Connaître ses droits et oser parler, un premier pas pour sortir de l’exploitation

Au sein d’une école rurale, des enfants travailleurs suivent des ateliers sur leurs droits. Dernièrement, ils ont réussi à obtenir une assurance santé. 

Municipalité de Puna, province de Potosi. Il est 10 heures. La gardienne nous ouvre la grille de l’entrée de l’école, cadenassée. C’est la pause et l’ambiance est à son comble dans cette cour d’école : certains jouent au basket alors que d’autres courent s’acheter un petit pain ou forment de petits groupes de discussions.  

À peine entrées dans l’enceinte scolaire, une quinzaine d’enfants viennent saluer chaleureusement Luz, la responsable du projet à Pasocap, partenaire de Terre des Hommes Suisse. Depuis quelques mois, elle se rend dans cette école où elle mène des ateliers avec les enfants travailleurs, dit NNATs (niñas, niños y adolecentes trabajadores). 

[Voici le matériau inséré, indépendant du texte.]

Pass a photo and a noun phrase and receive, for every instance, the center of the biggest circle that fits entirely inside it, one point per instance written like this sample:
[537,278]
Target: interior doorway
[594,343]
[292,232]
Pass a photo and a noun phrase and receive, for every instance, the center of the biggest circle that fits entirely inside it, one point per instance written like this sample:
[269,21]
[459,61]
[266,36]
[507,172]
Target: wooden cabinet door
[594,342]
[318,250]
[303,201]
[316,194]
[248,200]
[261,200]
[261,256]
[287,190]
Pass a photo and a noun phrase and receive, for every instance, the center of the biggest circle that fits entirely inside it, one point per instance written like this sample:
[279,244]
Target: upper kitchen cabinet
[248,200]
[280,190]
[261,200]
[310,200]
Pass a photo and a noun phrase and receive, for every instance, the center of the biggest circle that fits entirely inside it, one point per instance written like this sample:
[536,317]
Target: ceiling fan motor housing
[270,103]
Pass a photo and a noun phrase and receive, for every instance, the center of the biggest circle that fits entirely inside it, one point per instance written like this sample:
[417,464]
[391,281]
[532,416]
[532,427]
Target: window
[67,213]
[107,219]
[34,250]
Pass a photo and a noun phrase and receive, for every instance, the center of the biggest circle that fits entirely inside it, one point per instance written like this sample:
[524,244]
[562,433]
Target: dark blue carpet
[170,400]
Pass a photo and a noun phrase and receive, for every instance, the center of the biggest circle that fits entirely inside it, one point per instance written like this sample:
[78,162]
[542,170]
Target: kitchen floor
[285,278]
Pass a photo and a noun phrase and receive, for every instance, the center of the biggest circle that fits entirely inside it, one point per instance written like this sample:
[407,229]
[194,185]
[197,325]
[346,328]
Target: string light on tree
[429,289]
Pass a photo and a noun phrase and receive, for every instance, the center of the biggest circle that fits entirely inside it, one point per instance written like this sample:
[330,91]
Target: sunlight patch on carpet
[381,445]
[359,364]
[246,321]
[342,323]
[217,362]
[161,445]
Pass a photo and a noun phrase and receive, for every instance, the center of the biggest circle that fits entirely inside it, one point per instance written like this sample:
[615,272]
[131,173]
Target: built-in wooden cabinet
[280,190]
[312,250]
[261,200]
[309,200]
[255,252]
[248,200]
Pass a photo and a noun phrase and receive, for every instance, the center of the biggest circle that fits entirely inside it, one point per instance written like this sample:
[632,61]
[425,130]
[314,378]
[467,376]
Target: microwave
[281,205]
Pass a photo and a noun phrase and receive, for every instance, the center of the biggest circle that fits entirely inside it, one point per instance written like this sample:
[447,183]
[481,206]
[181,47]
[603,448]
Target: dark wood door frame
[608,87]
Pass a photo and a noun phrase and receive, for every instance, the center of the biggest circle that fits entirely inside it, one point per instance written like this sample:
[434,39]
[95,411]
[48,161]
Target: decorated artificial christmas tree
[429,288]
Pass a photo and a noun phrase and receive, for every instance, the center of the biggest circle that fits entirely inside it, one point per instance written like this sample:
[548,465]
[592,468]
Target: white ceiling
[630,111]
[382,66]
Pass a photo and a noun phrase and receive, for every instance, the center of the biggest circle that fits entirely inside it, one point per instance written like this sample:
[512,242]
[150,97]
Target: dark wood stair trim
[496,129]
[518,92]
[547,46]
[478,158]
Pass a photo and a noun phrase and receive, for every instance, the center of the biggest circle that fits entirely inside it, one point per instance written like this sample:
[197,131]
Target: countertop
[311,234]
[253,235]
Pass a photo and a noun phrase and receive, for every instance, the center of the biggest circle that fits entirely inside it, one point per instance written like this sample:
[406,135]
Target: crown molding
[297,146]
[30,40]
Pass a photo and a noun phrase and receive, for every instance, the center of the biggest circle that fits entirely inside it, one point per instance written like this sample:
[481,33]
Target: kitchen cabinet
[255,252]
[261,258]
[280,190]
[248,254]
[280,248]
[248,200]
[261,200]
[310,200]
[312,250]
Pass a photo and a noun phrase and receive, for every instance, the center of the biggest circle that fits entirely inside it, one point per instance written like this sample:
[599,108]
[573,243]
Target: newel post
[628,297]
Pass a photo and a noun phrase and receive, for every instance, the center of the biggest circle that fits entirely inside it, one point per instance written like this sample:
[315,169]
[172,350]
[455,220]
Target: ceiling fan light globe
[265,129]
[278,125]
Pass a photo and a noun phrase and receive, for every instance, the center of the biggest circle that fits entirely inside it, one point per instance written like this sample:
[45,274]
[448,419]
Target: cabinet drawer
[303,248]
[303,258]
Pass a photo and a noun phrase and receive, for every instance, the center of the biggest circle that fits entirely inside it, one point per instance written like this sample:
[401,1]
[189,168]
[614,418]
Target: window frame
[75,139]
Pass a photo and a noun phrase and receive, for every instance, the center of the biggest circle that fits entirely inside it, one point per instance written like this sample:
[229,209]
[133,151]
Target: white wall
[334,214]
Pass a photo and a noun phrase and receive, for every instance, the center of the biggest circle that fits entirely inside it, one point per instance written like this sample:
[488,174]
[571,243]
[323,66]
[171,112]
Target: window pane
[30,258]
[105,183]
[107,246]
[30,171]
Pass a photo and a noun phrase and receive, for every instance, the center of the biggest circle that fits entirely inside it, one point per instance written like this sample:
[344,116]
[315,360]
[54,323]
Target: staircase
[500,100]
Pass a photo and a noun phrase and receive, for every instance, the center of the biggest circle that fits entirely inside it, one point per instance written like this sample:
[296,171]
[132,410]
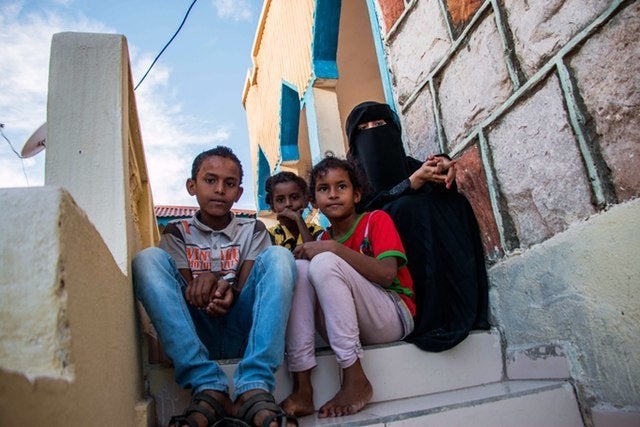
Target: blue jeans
[253,329]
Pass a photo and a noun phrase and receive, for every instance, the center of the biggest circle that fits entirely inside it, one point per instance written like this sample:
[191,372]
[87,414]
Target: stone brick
[541,28]
[418,47]
[539,167]
[420,132]
[391,11]
[472,182]
[607,70]
[461,11]
[474,84]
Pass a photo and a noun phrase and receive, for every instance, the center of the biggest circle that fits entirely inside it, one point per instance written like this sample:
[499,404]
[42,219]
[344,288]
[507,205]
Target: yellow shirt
[281,236]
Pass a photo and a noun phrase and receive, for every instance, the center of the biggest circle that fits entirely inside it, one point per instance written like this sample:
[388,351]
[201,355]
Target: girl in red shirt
[352,286]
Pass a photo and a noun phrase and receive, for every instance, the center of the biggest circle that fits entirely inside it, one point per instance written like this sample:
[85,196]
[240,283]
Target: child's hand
[222,299]
[310,249]
[201,289]
[289,214]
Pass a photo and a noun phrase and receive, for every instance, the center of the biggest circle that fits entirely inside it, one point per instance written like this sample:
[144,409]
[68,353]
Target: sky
[189,102]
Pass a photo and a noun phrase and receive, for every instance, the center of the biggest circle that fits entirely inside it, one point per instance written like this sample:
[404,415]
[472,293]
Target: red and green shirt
[374,234]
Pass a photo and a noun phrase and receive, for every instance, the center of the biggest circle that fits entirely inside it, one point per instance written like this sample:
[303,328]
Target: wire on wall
[166,45]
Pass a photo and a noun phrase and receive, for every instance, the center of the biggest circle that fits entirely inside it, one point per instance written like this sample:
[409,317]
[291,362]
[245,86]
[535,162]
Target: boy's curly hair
[279,178]
[332,162]
[220,151]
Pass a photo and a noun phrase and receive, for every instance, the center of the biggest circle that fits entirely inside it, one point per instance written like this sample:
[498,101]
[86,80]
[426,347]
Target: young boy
[217,289]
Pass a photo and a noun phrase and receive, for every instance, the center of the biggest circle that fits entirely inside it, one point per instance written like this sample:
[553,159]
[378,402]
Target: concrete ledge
[510,403]
[477,360]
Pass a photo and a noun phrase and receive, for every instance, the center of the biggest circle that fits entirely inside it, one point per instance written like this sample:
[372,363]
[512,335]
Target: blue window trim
[382,58]
[325,38]
[289,122]
[264,172]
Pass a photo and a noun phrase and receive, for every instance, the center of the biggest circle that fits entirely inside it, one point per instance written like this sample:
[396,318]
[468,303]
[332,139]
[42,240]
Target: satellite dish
[35,143]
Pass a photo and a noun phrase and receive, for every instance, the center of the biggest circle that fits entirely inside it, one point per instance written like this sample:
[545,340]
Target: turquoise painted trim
[312,126]
[325,38]
[382,57]
[289,122]
[263,174]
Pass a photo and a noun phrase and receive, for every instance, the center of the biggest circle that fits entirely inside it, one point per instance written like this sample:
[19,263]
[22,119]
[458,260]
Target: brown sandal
[265,401]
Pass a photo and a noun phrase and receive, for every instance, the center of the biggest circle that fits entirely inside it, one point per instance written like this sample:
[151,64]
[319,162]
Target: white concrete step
[396,371]
[509,403]
[403,370]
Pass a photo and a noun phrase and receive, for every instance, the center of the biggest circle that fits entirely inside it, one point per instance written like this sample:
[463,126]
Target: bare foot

Le petit groupe d’élèves que nous rencontrons, principalement âgés de 10 à 12 ans, se réunit chaque semaine avec Luz dans une salle mise à disposition par le directeur. En dehors de l’école, tous travaillent : l’un est aide-ouvrier, l’autre aide sa famille dans les champs ou comme vendeur sur le marché de la ville voisine, chaque fin de semaine. Le travail, tout comme l’école, fait partie de leur quotidien. 

Timides au départ, les langues se délient petit à petit. L’un d’eux est surtout très curieux et souhaite tout connaitre de mon pays, la Suisse. « Comment c’est chez vous ? Ils font quoi comme travail les enfants après l’école ? » Imaginez leurs gros yeux tout surpris quand je leur explique que dans mon pays les enfants ne travaillent pas et qu’ils vont à l’école toute la journée… Ils ont vite fait de comprendre un élément déterminant : « Combien gagne un papa ou une maman en Suisse ? » me rétorque-t-on alors. 

Une petite « pirouette » et nous voici en train d’aborder la question de combien ces enfants gagnent lorsqu’ils travaillent. Chacun fait part de son salaire, généralement par jour de travail. Erwin*, nouveau dans le groupe, nous explique alors qu’il n’a pas encore touché de salaire, qu’il doit travailler jusqu’au dernier jour de l’année pour que les 3000 bolivianos (environ 440 francs suisses) promis à son père lui soient payé – alors que le salaire minimum en Bolivie est fixé à 2000 bolivianos par mois, pour les adultes comme pour les enfants.  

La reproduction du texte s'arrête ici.